Oleh : Arief Wicaksono*
(Pengamat kebijakan publik dan alumni UNHAS)
Pemilihan Rektor Universitas Hasanuddin (UNHAS) periode 2026–2030 memasuki babak penting setelah hasil penyaringan Senat Akademik diumumkan. Dari 94 anggota Senat yang memiliki hak suara, Prof. Jamaluddin Jompa (Prof. JJ) meraih dukungan mutlak dengan 74 suara, sementara Prof. Budu hanya memperoleh 18 suara.
Kemenangan ini menegaskan jurang lebar antara popularitas semu di ruang publik dan penilaian substantif komunitas akademik di lingkungan kampus. Sebelumnya, beberapa lembaga survei menempatkan Prof. Budu sebagai kandidat paling populer. Namun, hasil Senat justru membalik persepsi tersebut secara telak.
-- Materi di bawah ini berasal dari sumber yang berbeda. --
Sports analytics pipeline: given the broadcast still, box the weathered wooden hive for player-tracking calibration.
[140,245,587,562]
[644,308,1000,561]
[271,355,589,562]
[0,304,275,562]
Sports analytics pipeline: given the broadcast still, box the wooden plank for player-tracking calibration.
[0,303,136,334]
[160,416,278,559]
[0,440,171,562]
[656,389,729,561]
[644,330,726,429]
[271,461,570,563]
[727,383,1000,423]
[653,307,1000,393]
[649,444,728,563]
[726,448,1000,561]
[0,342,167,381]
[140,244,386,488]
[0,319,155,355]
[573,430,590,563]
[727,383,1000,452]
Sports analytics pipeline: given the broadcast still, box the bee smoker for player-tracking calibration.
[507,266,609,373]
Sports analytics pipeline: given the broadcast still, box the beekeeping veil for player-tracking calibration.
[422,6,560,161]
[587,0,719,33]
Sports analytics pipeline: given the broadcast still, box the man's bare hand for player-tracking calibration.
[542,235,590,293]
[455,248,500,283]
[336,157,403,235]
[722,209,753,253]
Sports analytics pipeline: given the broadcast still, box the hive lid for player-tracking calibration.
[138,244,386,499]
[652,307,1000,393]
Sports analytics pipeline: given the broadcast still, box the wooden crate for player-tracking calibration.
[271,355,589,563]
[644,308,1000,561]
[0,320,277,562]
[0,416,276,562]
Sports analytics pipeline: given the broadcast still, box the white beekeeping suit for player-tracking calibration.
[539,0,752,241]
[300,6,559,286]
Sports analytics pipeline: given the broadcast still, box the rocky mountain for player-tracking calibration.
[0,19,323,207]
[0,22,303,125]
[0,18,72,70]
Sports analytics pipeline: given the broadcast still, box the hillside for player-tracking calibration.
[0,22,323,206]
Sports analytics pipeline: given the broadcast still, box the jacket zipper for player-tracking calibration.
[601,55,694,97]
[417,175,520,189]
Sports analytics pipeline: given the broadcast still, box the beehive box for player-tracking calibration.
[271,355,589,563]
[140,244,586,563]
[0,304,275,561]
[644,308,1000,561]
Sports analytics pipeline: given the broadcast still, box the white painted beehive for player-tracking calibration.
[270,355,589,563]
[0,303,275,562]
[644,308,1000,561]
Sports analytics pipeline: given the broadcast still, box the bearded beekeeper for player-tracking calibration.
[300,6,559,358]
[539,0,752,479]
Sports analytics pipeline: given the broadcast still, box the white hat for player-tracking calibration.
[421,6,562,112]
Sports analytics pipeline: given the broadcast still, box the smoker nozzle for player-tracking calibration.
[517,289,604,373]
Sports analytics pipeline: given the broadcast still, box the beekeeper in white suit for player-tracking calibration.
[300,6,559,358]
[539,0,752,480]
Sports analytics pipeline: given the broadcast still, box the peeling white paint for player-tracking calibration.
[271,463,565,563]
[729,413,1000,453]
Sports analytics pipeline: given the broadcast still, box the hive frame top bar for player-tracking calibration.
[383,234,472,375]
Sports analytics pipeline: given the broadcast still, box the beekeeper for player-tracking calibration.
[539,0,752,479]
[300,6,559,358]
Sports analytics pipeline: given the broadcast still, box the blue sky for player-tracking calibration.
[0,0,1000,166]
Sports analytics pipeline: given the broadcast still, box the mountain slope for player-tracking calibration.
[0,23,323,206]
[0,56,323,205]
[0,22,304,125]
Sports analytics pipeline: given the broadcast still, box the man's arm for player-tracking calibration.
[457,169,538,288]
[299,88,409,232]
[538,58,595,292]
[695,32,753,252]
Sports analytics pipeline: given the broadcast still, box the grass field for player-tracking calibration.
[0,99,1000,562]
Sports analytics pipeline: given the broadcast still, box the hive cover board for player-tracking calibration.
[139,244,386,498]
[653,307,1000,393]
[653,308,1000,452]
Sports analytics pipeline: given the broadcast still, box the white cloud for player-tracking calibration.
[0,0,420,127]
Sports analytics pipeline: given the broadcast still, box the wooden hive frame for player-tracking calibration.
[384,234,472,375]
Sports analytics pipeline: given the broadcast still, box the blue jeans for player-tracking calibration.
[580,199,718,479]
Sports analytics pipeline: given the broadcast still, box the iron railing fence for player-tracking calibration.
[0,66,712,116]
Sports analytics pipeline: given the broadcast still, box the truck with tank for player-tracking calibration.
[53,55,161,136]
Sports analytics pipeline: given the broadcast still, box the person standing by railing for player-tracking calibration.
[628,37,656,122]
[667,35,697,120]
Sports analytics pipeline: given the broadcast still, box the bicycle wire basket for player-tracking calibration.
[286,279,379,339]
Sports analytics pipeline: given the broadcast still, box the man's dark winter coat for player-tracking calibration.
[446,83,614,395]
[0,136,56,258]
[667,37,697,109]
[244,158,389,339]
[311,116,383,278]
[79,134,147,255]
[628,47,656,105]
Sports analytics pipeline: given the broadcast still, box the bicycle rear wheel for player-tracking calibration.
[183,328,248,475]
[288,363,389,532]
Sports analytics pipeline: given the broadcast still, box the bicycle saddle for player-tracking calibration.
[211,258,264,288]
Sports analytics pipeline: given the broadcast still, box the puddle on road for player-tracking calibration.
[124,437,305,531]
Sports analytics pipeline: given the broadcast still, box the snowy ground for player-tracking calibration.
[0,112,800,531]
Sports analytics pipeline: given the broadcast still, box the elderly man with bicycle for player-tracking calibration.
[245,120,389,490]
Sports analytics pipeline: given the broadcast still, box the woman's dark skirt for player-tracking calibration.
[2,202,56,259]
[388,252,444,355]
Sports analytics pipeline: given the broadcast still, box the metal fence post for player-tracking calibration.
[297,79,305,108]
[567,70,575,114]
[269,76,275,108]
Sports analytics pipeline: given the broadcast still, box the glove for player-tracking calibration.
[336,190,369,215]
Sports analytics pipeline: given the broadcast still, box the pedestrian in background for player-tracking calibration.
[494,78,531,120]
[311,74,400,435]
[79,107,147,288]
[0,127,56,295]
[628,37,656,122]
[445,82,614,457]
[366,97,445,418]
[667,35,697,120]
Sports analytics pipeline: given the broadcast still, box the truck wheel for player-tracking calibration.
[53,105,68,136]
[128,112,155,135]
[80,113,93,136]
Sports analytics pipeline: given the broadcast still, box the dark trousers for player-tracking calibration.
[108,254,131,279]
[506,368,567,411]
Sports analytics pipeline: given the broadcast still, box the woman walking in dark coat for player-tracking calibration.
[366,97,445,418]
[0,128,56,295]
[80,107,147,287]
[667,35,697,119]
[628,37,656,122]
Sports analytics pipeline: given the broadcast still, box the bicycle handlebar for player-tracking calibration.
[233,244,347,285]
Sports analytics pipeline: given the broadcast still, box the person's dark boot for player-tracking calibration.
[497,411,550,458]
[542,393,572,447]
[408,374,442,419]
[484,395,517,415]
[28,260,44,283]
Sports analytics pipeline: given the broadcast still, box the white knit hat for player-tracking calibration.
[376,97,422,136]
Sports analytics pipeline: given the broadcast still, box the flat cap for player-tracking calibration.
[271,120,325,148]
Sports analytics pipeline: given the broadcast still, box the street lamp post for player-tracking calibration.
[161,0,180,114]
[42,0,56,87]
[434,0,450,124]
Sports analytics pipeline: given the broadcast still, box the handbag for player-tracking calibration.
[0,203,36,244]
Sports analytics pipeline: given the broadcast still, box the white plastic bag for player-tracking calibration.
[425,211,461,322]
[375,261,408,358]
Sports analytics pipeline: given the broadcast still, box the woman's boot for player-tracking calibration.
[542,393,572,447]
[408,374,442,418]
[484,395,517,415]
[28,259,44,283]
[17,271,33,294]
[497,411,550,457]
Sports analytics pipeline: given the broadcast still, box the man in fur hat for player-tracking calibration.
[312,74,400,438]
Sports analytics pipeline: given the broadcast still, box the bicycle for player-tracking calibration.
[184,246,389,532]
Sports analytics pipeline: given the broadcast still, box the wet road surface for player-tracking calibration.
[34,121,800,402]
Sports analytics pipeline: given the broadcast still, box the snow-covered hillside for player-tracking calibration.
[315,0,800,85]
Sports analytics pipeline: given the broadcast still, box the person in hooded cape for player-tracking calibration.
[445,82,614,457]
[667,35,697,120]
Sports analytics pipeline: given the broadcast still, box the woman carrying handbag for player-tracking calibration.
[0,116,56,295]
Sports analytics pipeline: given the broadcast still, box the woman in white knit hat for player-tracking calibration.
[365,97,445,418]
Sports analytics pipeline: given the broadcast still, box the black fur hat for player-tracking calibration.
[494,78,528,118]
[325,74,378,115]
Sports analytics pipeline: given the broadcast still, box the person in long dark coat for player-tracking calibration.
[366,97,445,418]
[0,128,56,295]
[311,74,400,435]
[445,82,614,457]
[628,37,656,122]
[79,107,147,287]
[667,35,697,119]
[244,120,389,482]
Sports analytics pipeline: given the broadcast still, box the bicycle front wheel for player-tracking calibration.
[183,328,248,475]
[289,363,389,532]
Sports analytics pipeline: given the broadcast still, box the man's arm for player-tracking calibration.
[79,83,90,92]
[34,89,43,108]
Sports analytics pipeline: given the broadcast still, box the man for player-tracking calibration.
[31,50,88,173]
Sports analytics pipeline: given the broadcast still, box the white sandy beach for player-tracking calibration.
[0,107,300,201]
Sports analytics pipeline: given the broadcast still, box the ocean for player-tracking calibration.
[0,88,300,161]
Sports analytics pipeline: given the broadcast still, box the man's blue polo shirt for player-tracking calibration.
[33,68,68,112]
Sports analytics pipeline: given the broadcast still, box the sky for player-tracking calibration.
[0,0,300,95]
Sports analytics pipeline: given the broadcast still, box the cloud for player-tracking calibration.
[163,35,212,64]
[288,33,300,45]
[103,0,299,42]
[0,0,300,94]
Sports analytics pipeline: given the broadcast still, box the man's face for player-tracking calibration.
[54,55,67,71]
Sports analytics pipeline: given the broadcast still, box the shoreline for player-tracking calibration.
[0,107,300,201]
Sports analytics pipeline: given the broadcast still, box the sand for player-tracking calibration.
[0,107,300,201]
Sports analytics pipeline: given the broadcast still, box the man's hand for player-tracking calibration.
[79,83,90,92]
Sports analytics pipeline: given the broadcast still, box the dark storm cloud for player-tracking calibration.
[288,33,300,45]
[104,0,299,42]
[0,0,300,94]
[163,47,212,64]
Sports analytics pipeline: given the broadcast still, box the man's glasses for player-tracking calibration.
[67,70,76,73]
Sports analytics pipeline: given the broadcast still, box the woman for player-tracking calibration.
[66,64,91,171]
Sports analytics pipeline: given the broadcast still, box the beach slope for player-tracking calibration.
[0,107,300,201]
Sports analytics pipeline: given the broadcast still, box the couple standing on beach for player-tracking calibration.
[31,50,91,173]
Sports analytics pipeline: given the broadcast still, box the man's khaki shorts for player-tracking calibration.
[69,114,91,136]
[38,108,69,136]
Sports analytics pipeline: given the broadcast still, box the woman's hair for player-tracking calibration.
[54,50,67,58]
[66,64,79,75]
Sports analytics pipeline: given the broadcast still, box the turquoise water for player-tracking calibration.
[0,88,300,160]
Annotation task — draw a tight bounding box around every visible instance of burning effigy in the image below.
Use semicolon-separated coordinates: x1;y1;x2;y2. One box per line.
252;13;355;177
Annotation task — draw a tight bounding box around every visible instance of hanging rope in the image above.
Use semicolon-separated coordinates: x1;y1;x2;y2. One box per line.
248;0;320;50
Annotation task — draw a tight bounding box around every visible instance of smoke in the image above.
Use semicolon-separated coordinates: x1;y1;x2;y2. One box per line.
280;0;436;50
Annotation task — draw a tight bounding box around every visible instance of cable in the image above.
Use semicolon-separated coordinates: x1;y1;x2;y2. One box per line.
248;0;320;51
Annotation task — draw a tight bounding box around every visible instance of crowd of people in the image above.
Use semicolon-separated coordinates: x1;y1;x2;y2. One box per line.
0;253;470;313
Dari perspektif komunikasi politik, perbedaan hasil ini menunjukkan bahwa logika popularitas tidak selalu sejalan dengan rasionalitas akademik. Survei publik yang mengunggulkan Prof. Budu tampaknya lebih berperan sebagai alat pembentuk persepsi, bukan cerminan dukungan riil di lingkungan universitas. Sementara itu, hasil pemilihan Senat menegaskan bahwa legitimasi kepemimpinan akademik hanya dapat berdiri di atas gagasan, integritas, dan rekam jejak nyata.
Dalam forum pemaparan visi sebelumnya, Prof. JJ dinilai mampu menyampaikan arah kebijakan yang terukur, realistis, dan berbasis capaian. Gaya komunikasinya lugas dan bernas, memadukan rasionalitas akademik dengan pengalaman empiris selama memimpin UNHAS. Di bawah kepemimpinannya, universitas ini berhasil menembus peringkat 951–1000 dunia versi Times Higher Education (THE WUR) dan posisi 201 di Asia — pencapaian terbaik sepanjang sejarah UNHAS.
Sebaliknya, visi “Kampus Berdampak” yang diusung Prof. Budu, meski membawa semangat positif, dianggap terlalu umum dan belum menonjolkan distingsi UNHAS sebagai universitas riset unggulan di kawasan timur Indonesia. Dalam konteks komunikasi kelembagaan, gagasan yang tidak berakar pada karakter institusi sering kehilangan resonansinya di hadapan audiens akademik yang berpikir rasional.
Kemenangan Prof. JJ juga merefleksikan kearifan Senat Akademik dalam menilai dari kedalaman visi, bukan sekadar gema nama. Anggota Senat menaruh kepercayaan pada figur yang telah membuktikan komitmen pada tata kelola, integritas, dan reputasi global universitas.
Hasil ini sekaligus menjadi koreksi terhadap euforia survei publik yang sempat menggiring opini ke arah berbeda. Bagi banyak pihak, kemenangan Prof. JJ bukan hanya soal angka, melainkan pernyataan tegas bahwa UNHAS memilih pemimpin dengan rasionalitas dan kerja nyata.
Menjelang tahapan akhir pemilihan di Majelis Wali Amanat (MWA), posisi Prof. Jamaluddin Jompa semakin menguat. Di mata komunitas akademik, kemenangan di Senat adalah simbol kemenangan substansi atas citra, serta bukti bahwa UNHAS tetap memegang prinsip: pemimpin sejati adalah mereka yang memahami ilmu, mengelola gagasan, dan membangun kepercayaan melalui karya.